Tuesday, March 22, 2011

Health

It's 5.30 on a Wednesday morning and my daughter can't sleep. So here we are. Her on the floor playing with a container of pins (it's too early for me to care) that make a great noise and me slumped over the computer desk trying to feel positive.
Theres not much to love at this time of the day. Sorry kid.
The worst of it is it's my own fault. My daughter sleeps well and is quite a pleasant baby so long as I stick to several golden rules.
No dairy. Milk & cheese have been easy to kick - it's chocolate that I can't let go of. My old friend. I went for 4 weeks completely dairy free and what a month it was - lighter, happier, healthy....Then somehow the chocolate has found it's way into my shopping trolley and I'm back on the gear, finding comfort in a brown bar. Meanwhile my daughter becomes more & more irritable, can't drop off to sleep, wants to be held all day. Screams like a newborn when she's not. Torturous. My own fault.
Then I give up the chocolate and think it's only fair I have a beer or 2 in the evening, just to take the edge off if you like. Turns out this is as effective as chocolate and we are back to her wanting much more of me than I can give.
So back to square one. Dietary control. Exercise. All that business of health. Maintaining positive thoughts, fighting back the negative ones that want to take control. It's just that its gonna be a long day today, I know it, and I can't even 'reward' myself with chocolate or beer! Looks like its a beach walk & a healthy dinner and perhaps even a few daytime kips.

Saturday, March 19, 2011

Tupperware

At 3.30 this afternoon I found myself at a Tupperware party, surrounded by containers, mothers, many types of cheese and inquisitive daughter at my breast. I wore my new Bali dress, strapless and bright purple, pretty coloured beads around my neck, feeling fresh and vibrant. For the first 15 minutes we were there it was boob out, while daughter fills up. She drinks for a bit, then up she comes and takes a breath. Scans the crowd, exposing my erect milk nipple and eventually leading me to kind of clasp my free hand around and over my breast, essentially groping myself in public. I just try and continue to act normally and listen to the lady explain how to cook chicken curry in 18 minutes in the microwave.
I left without buying anything, resisted the cheeses but with a new found respect for the art of microwave cooking - that curry was tasty.
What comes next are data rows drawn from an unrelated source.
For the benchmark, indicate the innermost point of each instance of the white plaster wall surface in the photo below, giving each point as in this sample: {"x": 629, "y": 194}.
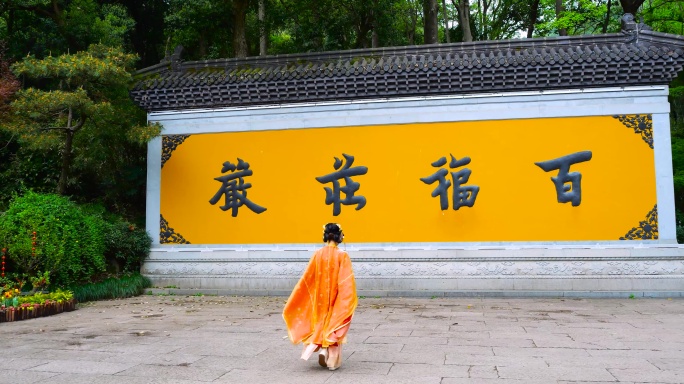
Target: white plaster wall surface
{"x": 605, "y": 266}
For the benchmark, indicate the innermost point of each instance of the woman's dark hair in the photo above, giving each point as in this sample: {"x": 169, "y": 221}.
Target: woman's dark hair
{"x": 332, "y": 231}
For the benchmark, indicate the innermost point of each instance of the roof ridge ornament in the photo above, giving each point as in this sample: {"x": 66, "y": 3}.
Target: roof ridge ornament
{"x": 631, "y": 29}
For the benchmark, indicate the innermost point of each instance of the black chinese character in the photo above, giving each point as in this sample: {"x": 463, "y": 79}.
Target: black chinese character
{"x": 564, "y": 192}
{"x": 234, "y": 188}
{"x": 332, "y": 196}
{"x": 462, "y": 195}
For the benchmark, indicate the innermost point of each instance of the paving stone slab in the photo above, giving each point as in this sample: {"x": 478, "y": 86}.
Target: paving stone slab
{"x": 23, "y": 376}
{"x": 202, "y": 339}
{"x": 77, "y": 366}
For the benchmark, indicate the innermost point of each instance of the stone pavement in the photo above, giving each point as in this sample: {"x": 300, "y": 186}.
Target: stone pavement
{"x": 199, "y": 339}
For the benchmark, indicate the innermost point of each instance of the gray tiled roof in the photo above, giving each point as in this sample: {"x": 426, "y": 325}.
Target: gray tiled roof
{"x": 636, "y": 56}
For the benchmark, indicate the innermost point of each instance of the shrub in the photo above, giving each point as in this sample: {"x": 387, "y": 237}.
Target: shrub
{"x": 48, "y": 232}
{"x": 126, "y": 244}
{"x": 113, "y": 288}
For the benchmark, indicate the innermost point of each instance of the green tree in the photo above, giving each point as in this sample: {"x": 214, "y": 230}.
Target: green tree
{"x": 45, "y": 27}
{"x": 75, "y": 94}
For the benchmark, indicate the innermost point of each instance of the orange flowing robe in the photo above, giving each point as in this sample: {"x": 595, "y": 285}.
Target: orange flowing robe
{"x": 320, "y": 308}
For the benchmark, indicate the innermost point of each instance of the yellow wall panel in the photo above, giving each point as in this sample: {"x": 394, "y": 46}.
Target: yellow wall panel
{"x": 517, "y": 200}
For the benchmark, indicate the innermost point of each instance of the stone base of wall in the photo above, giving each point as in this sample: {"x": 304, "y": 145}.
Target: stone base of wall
{"x": 572, "y": 270}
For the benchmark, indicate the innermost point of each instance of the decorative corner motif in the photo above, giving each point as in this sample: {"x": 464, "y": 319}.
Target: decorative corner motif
{"x": 642, "y": 125}
{"x": 169, "y": 144}
{"x": 167, "y": 235}
{"x": 647, "y": 229}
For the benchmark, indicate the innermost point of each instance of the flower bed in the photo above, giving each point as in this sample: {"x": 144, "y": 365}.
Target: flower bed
{"x": 38, "y": 305}
{"x": 30, "y": 311}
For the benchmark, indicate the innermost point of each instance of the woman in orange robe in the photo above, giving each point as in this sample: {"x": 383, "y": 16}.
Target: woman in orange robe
{"x": 320, "y": 308}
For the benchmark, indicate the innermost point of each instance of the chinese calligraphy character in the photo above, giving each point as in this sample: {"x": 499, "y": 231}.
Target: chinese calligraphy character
{"x": 564, "y": 192}
{"x": 332, "y": 196}
{"x": 462, "y": 195}
{"x": 234, "y": 188}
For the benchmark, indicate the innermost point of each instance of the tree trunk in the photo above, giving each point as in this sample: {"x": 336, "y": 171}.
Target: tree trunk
{"x": 263, "y": 38}
{"x": 464, "y": 19}
{"x": 318, "y": 31}
{"x": 66, "y": 156}
{"x": 631, "y": 6}
{"x": 607, "y": 19}
{"x": 559, "y": 11}
{"x": 446, "y": 22}
{"x": 534, "y": 15}
{"x": 202, "y": 45}
{"x": 414, "y": 22}
{"x": 239, "y": 22}
{"x": 430, "y": 21}
{"x": 375, "y": 39}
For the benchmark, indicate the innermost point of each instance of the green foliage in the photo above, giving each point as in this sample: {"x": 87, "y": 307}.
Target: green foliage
{"x": 59, "y": 296}
{"x": 46, "y": 232}
{"x": 61, "y": 26}
{"x": 142, "y": 134}
{"x": 40, "y": 281}
{"x": 113, "y": 288}
{"x": 127, "y": 244}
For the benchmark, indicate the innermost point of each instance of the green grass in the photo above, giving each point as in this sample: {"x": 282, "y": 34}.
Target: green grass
{"x": 113, "y": 288}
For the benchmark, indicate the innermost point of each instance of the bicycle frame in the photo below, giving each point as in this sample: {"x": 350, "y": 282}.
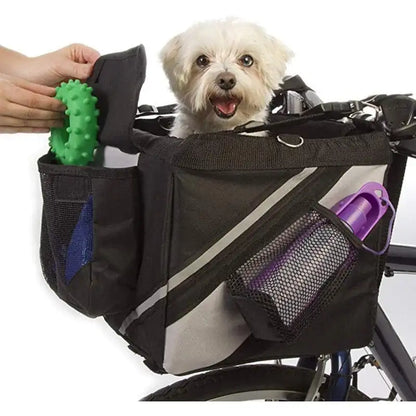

I did however partake in a cup of breshly brewed black coffee, hence the sort of late night blogging.
Finished the day with a picnic at a park next to a beach, with friends and children in tow. The kids had a wonderful time playing, telling us stuff, eating sausages and running on the balmy Darwin beach.
Whilst my baby girl sat up so cleverly on her bum, delighted that she is seeing the world right way up finally. Two funny little teeth sprouting out her bottom gum, a wonderful smile and a temper that is all bark, no bite. I think. She has slept through 2 nights in a row and I'm not sure I've ever loved her this much.